DQN network is not learning how to interact with environment and always take the same action

Krzysztof_Kaczynski · June 13, 2022, 12:04am

Hi I am a beginner in RL and I fell like my DDQN agent is not learning at all and almost always choosing the same action. I have no idea what I am doing wrong. If you have an idea what I can be doing wrong or have any advice what I can try to make it work better, I will appreciate it a lot.

About the project:

Envirment

board is a rectangle of given width and height with randomly placed food
you can move STRAIGHT LEFT or RIGHT depend on the snake head position,
if snake head collide with food, then you are getting positive points and snake body is growing
if you ate all foods, you are wining
if you hit a snake tail or board edge with a head, you are loosing

Points for action

if collide with FOOD, gain 100 POINTS
if collide with BLANK field, gain -100 POINTS
if collide with TAIL, gain -10 000 POINTS
if collide with WALL, gain -10 000 POINTS
if all foods have been eaten gain 1000 POINTS

DQN input

Let’s say I have created 3x3 board with 3 foods which looks like that

Then input of my DQNNetowrk is a vector with 9 values where each value represent current state of board cell, where:

Snake Head is 3, 4, 5, 6 depends on direction (BOTTOM = 3, LEFT = 4, RIGHT = 5, TOP = 6)
FOOD is 2
Snake Body Part different than head is 1

So for above board input vector will be:

[
  5, 0, 0
  2, 0, 0
  2, 2, 0
]

Then before I put this to my DQN I am converting this vector to Tensor of rank 2 and shape [1, 9]. When i am training on replay memory, then I am having a Tensor of rank 2 and shape [batchSize , 9] .

DQN Output

My DQN output size is equal to the total number of actions I can take in this scenario 3 (STRAIGHT, RIGHT, LEFT)

Implementation

Every time before I start to use my DDQN agent, first I am creating onlineNetwork and targetNetwork and filling ReplayMemory buffer.
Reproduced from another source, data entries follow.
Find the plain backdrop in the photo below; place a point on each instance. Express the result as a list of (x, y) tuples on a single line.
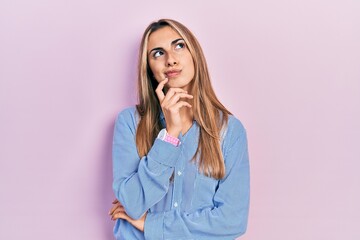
[(289, 70)]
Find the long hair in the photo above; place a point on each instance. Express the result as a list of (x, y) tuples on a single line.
[(209, 113)]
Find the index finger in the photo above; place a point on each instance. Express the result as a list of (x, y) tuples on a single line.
[(159, 89)]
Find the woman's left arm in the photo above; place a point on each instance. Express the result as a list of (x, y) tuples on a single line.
[(227, 219)]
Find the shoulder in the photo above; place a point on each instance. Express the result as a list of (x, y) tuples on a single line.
[(235, 128)]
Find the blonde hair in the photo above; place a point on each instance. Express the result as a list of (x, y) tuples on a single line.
[(209, 113)]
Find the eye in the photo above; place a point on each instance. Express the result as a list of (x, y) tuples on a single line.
[(157, 54), (180, 45)]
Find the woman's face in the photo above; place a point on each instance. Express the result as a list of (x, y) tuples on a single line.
[(170, 58)]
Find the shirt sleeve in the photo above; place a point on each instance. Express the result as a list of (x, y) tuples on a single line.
[(139, 183), (227, 219)]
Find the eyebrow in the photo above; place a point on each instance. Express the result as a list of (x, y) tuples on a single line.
[(172, 43)]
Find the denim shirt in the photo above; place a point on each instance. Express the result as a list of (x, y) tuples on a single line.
[(188, 205)]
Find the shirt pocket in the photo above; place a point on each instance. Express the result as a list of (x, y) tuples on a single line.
[(204, 191)]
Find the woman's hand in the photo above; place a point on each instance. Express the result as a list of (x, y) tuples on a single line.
[(118, 211), (171, 105)]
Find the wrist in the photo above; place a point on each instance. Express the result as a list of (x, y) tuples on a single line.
[(166, 137)]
Then at the beginning of every epoch I reset my Enviroment and then I then my agent is playing in environment until lose or win. After every action agent will take, I am learning on replay memories batch and increasing copyWeights counter (once this counter is a multiple of updateWeightsIndicator). At the end of every epoch, I am adding new game score to my buffer with 100 last results and decreasing epsilon.

What I have tried

normalize my input vector to values between 0 and 1
create a vector with only foods marked
create a vector where I have used rewards to replace snake boy parts positions and food
add two additional columns and rows and fill them with WALL reward
changing size of hidden dense layers

None of the above helped

Attachments

Under this link: GitHub - kaczor6418/snake-game: Simple snake game created to learn some about WebGL and reinforcement learning algorithms, you can find my GitHub repository. I think the most possible places I have made a mistake is ReinforcementAgent class or DoubleDeepQLearningAgent class inside src/agents directory. In App.ts runSnakeGameWithDDQLearningAgent you can find configuration of my DDQN Agent.

To use this repository:

git clone https://github.com/kaczor6418/snake-game.git
cd ./snake-game
npm install
npm run serve

Or maybe I am just not patient enough and 10k epochs(10k played game is not enough to learn such environment ?)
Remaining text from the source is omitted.